An evergreen paddler and a young Turk

Mouma Das of PSPB was crowned the women’s singles championat the 76th Senior National Table Tennis Championship.-PICS: S. S. KUMAR

Veteran Mouma Das defeated Poulomi Ghatak 4-2 in the final, with Soumyajit Ghosh winning the men’s title by the same margin against top-seed G. Sathiyan. By K. Keerthivasan.

Soumyajit Ghosh was just a kid when Mouma Das won her first senior national crown in Lucknow in the year 2000. 15 years down, Soumyajit, now, has won his second senior national title — in Puducherry — sharing the podium with Mouma.

A lot of Mouma’s contemporaries — N. R. Indu, M. S. Mythili, Anandita Chakraborty and Arul Selvi — have faded away from the national scene, but the 30-year-old, playing in her 20th senior national meet, is still going strong.

“I have to thank Peter Engel (the former national coach). He has guided me in the past and still helps me with my game. He suggested some changes to my serve and backhand after the Patna Nationals in 2014. I have benefited from that,” Mouma says.

Mouma also credits her fitness trainer, Abhijeet Roy Choudhary, for her longevity. “I follow a strict physical fitness regime charted out by Engel and Roy,” she adds.

She defeated Poulomi Ghatak 4-2 in the final, with Soumyajit also winning by the same margin against top-seed G. Sathiyan.

Ghatak — searching for her eighth national title, that would put her on a par with Indu Puri — started brightly in the summit clash, running into an early two-game lead. Mouma, however, courageously fought back, inflicting maximum damage with her vicious flat forehands.
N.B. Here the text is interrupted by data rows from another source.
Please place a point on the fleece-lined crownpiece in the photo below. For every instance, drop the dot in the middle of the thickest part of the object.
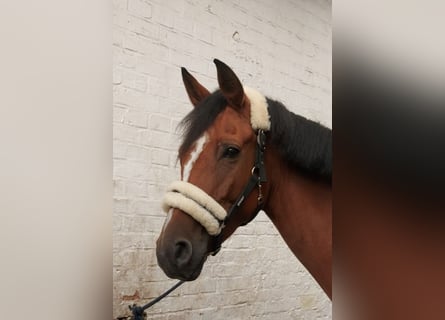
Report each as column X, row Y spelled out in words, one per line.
column 259, row 114
column 195, row 201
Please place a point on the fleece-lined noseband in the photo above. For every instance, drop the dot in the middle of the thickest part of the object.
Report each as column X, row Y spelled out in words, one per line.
column 201, row 206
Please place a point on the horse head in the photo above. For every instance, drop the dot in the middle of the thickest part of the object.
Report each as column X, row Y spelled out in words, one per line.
column 220, row 158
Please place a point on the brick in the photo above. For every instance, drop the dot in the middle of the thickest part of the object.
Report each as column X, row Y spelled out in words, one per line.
column 140, row 8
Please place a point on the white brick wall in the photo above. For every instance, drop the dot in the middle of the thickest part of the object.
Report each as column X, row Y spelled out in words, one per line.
column 282, row 48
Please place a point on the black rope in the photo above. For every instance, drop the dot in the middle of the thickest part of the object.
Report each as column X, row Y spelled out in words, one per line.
column 138, row 311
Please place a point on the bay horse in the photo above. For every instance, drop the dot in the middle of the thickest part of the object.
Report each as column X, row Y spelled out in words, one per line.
column 242, row 153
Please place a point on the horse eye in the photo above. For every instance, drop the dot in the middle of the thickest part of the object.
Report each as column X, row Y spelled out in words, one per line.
column 230, row 152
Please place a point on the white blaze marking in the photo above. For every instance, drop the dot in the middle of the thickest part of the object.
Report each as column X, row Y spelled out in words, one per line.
column 199, row 146
column 167, row 219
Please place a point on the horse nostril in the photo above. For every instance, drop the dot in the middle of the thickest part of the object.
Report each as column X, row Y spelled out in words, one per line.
column 183, row 252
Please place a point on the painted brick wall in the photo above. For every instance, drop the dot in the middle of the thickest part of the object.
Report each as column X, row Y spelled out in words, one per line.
column 283, row 49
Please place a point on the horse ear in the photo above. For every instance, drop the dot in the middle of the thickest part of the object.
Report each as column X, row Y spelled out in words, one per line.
column 230, row 86
column 195, row 90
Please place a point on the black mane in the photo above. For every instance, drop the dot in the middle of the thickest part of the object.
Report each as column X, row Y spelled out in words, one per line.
column 304, row 144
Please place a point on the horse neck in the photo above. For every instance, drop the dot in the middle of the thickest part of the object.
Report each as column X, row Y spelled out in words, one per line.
column 301, row 210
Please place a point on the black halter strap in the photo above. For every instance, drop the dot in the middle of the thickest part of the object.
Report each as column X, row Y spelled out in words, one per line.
column 256, row 179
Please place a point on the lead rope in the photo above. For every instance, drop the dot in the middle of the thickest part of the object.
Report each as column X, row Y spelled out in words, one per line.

She maintained the momentum, winning the next four games to seal the match.

Soumyajit was in fine form throughout the meet, but had to overcome tough challenges from Jubin Kumar (quarterfinals) and Raj Mondal (semifinals) on his way to the final.

There, he was clearly the better paddler, even as Sathiyan tried hard to bridge the gap. Playing in his first senior National final, Sathiyan, at least was not afflicted by frayed nerves, and played some attractive strokes from the back of the table. He, however, had very few answers to Soumyajit’s powerful forehand shots. “From the back of the table, Soumyajit has one of the best games in India,” he admitted.

Soumyajit Ghosh was too good for G. Sathiyan in the men's final.-

For the champion it was an emotional victory and he said, “Emotionally, it was a tough tournament for me as I had to play against close friends like Mondal and Sathiyan.”

India’s top paddler, Achanta Sharat Kamal, had a word of praise for Sathiyan and said, “He will improve as he starts to play more regularly in the pro-Tour and foreign leagues. He just needs to muscle up a little and add more power to his shots.”

Sharath’s absence from the meet created a furore as the Table Tennis Federation of India had made participation in the Nationals mandatory for the paddlers to be eligible to play for the country.

Soumyajit, Harmeet Desai, Sanil Shetty and Amalraj — who like Sharath play in the European leagues — participated in the meet even as Sharath expressed his inability as he was playing in the quarterfinals of the European Men’s Challenge.

The TTFI wanted him to participate in the individual event but according to the player he failed to secure a last minute flight ticket to India. The governing body was aggrieved and TTFI Secretary, Dhanraj Choudhary, said: “It’s for Sharath to decide if he wants to play for India.”

Sharath expectedly was not a part of the TTFI-selected squad for the Asian Cup in Jaipur, but has now made it to the meet by the virtue of his world rankings.

However, his inclusion in the five-member men’s team for the World Championship in Suzhou, China and for the Commonwealth Championship in India is still in doubt.